William J. Wisdom

Biographical details
- Born: July 25, 1887 Pottsville, Texas, U.S.
- Died: June 6, 1981 (aged 93) Houston, Texas, U.S.

Coaching career (HC unless noted)

Football
- 1924–1928: John Tarleton
- 1930–1935: John Tarleton

Basketball
- 1922–1942: John Tarleton

Head coaching record
- Overall: 73–35–15 (junior college football)

= W. J. Wisdom =

American football player and coach (1930–2010)

William Jones Wisdom (July 25, 1887 – June 6, 1981) was an American athletics coach. He served as the head coach at John Tarleton College (now known as Tarleton State University) in Stephenville, Texas. He led Tarleton to conference championships in men's basketball, football, tennis, track, and golf.

==Early years==
Wisdom attended North Texas State Normal College (now known as the University of North Texas) in Denton, Texas, where he competed in football, tennis, and baseball. He also attended the National School of Recreation in Chicago. He also played violin with the orchestra at North Texas State Normal College and sang with campus musical organizations. He also played semiprofessional baseball in the Colorado State League.

Wisdom worked for a time as a business teacher at Tyler Commercial College and later taught English and coached women's basketball for a year at Paducah High School. He next served as a business teacher and football coach at Thorpe Springs Christian College (later part of Texas Christian University).

==Coach at Tarleton==
In 1920, he became the business manager and head cashier at the college store at John Tarleton College. He became Tarleton's football coach in 1924. He served as the school's football coach from 1924 to 1928 and 1930 to 1935, compiling a 71–35–15 record.

In 1930, Wisdom also took over as Tarleton's men's basketball coach.
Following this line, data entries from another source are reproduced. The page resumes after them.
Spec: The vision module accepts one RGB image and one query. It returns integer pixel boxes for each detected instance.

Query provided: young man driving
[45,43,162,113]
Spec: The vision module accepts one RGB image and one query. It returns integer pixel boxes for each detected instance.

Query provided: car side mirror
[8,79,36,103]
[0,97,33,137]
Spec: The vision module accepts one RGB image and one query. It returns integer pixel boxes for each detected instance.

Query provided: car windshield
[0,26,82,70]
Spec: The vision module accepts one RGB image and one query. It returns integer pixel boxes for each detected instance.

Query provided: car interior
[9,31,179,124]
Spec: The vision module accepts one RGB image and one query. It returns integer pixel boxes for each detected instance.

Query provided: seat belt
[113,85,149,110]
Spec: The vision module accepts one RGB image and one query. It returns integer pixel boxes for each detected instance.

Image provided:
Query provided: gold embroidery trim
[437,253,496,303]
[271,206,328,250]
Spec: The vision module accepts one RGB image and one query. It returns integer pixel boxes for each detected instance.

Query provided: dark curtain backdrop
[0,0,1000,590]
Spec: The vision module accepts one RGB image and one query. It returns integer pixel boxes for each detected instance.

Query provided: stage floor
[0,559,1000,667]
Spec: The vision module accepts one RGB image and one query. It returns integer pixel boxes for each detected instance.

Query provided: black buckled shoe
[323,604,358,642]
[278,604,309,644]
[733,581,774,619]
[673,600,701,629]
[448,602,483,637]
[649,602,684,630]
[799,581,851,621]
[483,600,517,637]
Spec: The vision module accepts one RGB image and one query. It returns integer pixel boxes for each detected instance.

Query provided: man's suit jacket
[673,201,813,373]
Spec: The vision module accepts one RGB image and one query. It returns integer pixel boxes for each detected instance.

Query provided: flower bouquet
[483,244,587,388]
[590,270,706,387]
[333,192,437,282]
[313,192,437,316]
His only prior experience with basketball was one year as the women's coach in Paducah. He became a student of the game and led the 1933 team to a 13–1 record. He then led the team on an 86-game winning streak from 1934 to 1938. During the streak, Tarleton outscored opponents by a total of 3,457 to 1,650. Tarleton's 86-game streak remained a national record until UCLA won 89 consecutive games in the 1970s. Wisdom was credited with innovations, including the use of the "one-handed" shot and tracking statistics on players' percentage of field goals converted.

==Later years and accolades==
Wisdom was inducted into the Texas Sports Hall of Fame in 1971 and the Tarleton State University Hall of Fame in 1981. Wisdom Gymnasium on the Tarleton campus is named in his honor in 1970.

Wisdom died in 1981 at age 93 at a hospital in Houston.